Foro para ministros do STF não existe em cortes supremas dos EUA, Alemanha, França e Reino Unido

Foro para ministros do STF não existe em cortes supremas dos EUA, Alemanha, França e Reino Unido

Nos Estados Unidos, na Alemanha, na França e no Reino Unido, juízes das mais altas cortes não têm, apenas por ocuparem o cargo, uma jurisdição criminal exclusiva como a que o Supremo Tribunal Federal (STF) concentra no Brasil para julgar seus próprios ministros.

Nos EUA, os nove integrantes da Suprema Corte não dispõem de tribunal criminal próprio. Se acusados de crime, respondem em uma corte federal ordinária. A perda do cargo é tratada em processo separado de impeachment, iniciado na Câmara dos Representantes e decidido pelo Senado.

O caso do juiz federal Harry E. Claiborne, de Nevada, ilustra a separação entre punição penal e afastamento. Condenado criminalmente em 1984 por evasão fiscal, ele argumentou que um juiz com mandato vitalício só poderia ser processado depois de sofrer impeachment. O Tribunal de Apelações do 9º Circuito rejeitou a tese e entendeu que o cargo não coloca o magistrado acima das leis penais.

Condenado a dois anos de prisão por crimes ligados às suas declarações de Imposto de Renda, Claiborne continuou formalmente no cargo e recebendo salário, o que levou o Congresso a abrir impeachment. A Câmara registrou sua destituição em 22 de julho de 1986; o Senado o considerou culpado em outubro e o retirou da magistratura. A condenação penal, portanto, não bastou para afastá-lo.

Na Alemanha, a lei do Tribunal Constitucional Federal prevê destituição de juiz da Corte Constitucional em casos como condenação definitiva por ato desonroso, pena superior a seis meses de prisão ou violação grave dos deveres funcionais. O plenário do tribunal decide iniciar o procedimento e pode autorizar o presidente federal a remover o magistrado. A medida exige dois terços dos votos; a suspensão provisória durante processo criminal também depende dessa maioria.

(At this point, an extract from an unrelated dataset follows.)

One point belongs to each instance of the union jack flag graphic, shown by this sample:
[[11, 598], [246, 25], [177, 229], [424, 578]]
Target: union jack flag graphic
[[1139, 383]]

No Reino Unido, a atual Suprema Corte foi criada pela Lei de Reforma Constitucional de 2005, em vigor desde 2009, para separar a função judiciária da Câmara dos Lordes. A mudança é descrita pelo Parlamento como parte de um esforço para fortalecer a separação de poderes. Magistrados não têm imunidade criminal geral; a proteção alcança principalmente atos praticados no exercício da função judicial. Juízes da Alta Corte e de cortes superiores só podem ser destituídos pelo monarca mediante decisão das duas Casas do Parlamento.

Na França, os integrantes da Corte de Cassação não têm foro penal especial equiparável ao brasileiro e estão sujeitos às regras gerais de responsabilização criminal. Mecanismos jurisdicionais diferenciados existem principalmente para o presidente da República e integrantes do governo no exercício das funções. Também há regras que permitem transferir processos de magistrados a outra jurisdição para preservar a imparcialidade, o que não se confunde com um foro permanente.

Principais informações

  • Nos EUA, juízes da Suprema Corte respondem criminalmente em cortes federais ordinárias e podem perder o cargo por impeachment.
  • Harry Claiborne foi condenado criminalmente em 1984, mas só foi destituído após impeachment concluído em 1986.
  • Na Alemanha, a destituição de juiz constitucional é decidida pelo plenário da corte com dois terços dos votos.
  • No Reino Unido, juízes de tribunais superiores só podem ser removidos pelo monarca mediante decisão das duas Casas do Parlamento.
  • Na França, juízes da Corte de Cassação seguem as regras penais gerais e não têm foro especial permanente.